Mevrouw Van Nieuwenhuizen (VVD):

Voorzitter. Kortheidshalve sluit de VVD zich aan bij de argumentatie zoals die zojuist door de heer Voordewind is ingebracht. Steun voor het voorstel om morgen bij de regeling verder te kijken als de brief binnen is.

Mevrouw Gesthuizen (SP):

Voorzitter. Ik sluit mij aan bij de woorden van de heer Voordewind. Wat de SP betreft zullen wij morgen bezien of wij als Kamer een spoeddebat houden.

Mevrouw Sterk (CDA):

Dat geldt ook voor de CDA-fractie, voorzitter.

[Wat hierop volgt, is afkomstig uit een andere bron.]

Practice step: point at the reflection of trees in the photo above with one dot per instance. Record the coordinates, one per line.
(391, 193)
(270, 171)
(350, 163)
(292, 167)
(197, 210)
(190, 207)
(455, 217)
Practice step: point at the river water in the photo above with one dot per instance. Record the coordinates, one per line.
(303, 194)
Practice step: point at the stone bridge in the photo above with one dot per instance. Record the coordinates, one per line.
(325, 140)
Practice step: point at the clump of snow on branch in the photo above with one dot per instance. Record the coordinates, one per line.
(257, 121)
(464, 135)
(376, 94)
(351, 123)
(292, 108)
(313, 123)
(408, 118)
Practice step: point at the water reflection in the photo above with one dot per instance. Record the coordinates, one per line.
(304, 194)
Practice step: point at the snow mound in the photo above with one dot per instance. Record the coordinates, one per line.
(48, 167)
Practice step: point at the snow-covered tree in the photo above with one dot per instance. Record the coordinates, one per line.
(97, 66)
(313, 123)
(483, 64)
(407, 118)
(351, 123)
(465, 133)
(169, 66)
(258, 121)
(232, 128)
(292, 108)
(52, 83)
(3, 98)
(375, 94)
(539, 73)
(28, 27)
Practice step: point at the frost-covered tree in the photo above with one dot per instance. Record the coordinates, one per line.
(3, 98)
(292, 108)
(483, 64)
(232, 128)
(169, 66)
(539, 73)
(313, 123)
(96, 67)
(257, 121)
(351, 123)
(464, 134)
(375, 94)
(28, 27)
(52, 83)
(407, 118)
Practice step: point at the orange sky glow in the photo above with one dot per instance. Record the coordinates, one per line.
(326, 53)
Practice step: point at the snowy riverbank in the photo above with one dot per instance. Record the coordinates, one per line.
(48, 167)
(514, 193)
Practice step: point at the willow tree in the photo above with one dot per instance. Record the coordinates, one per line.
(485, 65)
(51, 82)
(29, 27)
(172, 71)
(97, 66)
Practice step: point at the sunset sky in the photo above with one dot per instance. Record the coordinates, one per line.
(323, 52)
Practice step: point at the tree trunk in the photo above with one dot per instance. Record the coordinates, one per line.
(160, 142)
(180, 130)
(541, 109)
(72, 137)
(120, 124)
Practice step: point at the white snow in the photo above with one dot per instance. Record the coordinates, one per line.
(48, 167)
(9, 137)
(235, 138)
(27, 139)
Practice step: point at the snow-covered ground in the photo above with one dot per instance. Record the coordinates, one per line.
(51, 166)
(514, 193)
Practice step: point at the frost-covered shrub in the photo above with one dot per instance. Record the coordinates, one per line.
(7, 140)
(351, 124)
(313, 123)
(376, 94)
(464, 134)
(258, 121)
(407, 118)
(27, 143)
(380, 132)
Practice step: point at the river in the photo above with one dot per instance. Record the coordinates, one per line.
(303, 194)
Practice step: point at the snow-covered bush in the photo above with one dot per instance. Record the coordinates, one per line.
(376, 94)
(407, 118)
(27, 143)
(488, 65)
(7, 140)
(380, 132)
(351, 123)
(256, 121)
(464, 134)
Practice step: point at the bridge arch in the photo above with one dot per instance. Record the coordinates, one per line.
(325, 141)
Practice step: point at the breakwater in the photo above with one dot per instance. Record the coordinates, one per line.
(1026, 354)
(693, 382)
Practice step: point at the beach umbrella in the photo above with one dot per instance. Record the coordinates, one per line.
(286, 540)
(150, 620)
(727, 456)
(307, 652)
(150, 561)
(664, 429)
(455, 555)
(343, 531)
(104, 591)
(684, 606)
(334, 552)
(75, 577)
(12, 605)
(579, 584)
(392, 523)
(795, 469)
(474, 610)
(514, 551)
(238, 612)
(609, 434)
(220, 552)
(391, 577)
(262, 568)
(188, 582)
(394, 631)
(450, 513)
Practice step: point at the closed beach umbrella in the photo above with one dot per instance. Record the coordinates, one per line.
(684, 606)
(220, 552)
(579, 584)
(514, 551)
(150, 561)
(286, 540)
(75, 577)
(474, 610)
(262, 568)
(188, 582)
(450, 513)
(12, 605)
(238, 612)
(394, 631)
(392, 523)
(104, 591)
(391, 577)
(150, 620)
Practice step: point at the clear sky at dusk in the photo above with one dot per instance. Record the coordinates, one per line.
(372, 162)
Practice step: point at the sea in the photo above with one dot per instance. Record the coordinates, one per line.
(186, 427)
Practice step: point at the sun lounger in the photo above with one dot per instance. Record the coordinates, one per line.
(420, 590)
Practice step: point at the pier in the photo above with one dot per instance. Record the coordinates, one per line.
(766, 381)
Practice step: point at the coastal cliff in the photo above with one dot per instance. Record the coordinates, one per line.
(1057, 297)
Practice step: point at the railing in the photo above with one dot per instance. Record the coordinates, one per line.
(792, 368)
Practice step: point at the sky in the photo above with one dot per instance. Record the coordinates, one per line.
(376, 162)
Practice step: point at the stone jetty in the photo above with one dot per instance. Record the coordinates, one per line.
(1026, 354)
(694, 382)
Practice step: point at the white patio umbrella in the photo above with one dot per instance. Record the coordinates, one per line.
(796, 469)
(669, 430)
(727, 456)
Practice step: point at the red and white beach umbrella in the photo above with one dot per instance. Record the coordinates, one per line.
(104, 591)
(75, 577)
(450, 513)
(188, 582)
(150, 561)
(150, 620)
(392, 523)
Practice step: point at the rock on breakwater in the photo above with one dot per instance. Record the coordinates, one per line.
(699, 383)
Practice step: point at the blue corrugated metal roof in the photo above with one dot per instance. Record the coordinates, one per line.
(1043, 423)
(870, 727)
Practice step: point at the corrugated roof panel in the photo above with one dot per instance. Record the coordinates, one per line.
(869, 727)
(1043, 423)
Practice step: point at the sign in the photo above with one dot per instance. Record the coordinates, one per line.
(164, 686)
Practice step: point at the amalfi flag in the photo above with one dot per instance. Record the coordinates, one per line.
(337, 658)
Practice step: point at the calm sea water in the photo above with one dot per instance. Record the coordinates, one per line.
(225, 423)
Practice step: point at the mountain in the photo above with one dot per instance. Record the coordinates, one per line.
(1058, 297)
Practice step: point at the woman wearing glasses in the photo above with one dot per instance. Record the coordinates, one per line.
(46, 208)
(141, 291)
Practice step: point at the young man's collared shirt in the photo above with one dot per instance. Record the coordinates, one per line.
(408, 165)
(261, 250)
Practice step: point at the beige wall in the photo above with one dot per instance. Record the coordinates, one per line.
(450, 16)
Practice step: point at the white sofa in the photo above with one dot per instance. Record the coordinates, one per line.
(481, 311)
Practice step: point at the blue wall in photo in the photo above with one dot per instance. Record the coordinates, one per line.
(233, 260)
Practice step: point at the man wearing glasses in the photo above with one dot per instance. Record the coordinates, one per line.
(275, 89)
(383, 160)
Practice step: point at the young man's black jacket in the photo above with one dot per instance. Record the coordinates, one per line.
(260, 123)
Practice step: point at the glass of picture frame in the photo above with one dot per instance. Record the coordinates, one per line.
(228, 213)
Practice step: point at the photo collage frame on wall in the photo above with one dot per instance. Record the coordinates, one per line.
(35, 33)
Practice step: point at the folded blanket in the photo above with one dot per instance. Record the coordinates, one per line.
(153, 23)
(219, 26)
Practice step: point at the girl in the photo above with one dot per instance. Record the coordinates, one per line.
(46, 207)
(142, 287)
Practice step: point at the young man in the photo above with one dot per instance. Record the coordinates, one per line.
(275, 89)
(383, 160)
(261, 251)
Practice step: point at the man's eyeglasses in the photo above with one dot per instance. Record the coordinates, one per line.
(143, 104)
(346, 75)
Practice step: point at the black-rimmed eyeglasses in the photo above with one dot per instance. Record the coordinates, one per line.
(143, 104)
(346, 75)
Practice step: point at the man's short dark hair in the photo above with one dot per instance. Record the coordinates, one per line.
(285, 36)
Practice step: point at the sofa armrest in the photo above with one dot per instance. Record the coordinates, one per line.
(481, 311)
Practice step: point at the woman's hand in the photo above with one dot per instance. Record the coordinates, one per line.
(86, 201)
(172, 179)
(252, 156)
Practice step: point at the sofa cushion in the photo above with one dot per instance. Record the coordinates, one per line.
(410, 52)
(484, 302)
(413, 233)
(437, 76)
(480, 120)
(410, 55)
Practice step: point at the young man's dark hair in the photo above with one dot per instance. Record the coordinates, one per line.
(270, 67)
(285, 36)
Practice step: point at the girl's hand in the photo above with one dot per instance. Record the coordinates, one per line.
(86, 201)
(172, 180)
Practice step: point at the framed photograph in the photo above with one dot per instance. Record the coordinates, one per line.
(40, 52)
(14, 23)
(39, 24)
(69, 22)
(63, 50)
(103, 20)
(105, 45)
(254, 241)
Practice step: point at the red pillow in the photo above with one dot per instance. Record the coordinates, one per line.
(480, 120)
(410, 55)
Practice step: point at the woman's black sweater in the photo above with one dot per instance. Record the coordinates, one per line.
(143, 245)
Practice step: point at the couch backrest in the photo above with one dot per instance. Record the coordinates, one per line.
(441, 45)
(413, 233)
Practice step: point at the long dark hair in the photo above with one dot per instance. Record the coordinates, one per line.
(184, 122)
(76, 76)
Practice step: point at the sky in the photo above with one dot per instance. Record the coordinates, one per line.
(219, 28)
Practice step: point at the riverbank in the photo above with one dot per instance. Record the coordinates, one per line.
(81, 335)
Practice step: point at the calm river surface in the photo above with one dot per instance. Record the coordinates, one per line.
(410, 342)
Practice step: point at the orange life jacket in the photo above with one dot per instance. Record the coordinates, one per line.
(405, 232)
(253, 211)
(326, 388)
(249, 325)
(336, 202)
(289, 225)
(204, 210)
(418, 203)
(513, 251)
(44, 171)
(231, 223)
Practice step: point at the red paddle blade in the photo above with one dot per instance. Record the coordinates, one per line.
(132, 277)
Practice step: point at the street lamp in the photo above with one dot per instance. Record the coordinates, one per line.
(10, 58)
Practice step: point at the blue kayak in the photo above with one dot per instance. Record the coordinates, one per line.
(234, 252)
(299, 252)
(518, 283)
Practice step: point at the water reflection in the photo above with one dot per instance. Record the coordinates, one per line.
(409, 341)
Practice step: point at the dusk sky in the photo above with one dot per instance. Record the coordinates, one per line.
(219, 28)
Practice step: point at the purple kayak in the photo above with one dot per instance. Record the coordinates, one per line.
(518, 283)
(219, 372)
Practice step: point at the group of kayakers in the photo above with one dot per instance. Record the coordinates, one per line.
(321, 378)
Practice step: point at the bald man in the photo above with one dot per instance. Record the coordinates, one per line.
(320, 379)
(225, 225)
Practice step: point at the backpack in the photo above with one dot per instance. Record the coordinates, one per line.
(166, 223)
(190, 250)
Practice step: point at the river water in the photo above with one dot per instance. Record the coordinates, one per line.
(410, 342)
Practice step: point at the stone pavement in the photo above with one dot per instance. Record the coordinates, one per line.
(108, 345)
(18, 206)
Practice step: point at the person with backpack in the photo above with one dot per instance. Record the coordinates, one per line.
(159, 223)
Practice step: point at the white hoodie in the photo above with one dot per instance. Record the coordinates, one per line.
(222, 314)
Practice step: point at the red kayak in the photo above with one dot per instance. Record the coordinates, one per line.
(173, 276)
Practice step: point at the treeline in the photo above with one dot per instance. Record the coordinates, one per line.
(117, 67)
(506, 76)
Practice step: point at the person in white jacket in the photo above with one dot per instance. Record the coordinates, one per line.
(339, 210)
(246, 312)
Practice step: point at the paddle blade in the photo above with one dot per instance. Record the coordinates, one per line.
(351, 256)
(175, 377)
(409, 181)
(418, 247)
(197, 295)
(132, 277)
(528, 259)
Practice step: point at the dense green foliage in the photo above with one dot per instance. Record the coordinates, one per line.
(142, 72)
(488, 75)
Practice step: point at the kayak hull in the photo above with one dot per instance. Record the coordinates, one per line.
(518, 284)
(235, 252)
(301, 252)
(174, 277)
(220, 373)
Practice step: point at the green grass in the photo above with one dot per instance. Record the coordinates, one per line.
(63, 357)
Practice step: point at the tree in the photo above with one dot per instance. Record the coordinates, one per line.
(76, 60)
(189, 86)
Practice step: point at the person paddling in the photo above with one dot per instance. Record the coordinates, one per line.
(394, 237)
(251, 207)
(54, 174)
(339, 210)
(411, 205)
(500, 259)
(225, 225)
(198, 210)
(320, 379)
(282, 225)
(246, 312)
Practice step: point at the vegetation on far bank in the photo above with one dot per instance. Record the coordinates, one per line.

De heer Dibi (GroenLinks):

Ik snap de argumentatie van de overige partijen maar als ik het goed heb, steunt de heer Spekman het al inplannen van een spoeddebat morgen. Voor 12.00 uur morgen willen wij graag een brief met alle informatie van de minister.

De voorzitter:

U hebt voldoende steun voor een spoeddebat. De spreektijd is drie minuten per fractie. Ik zal het stenogram doorgeleiden naar het kabinet.

De vergadering wordt enige ogenblikken geschorst.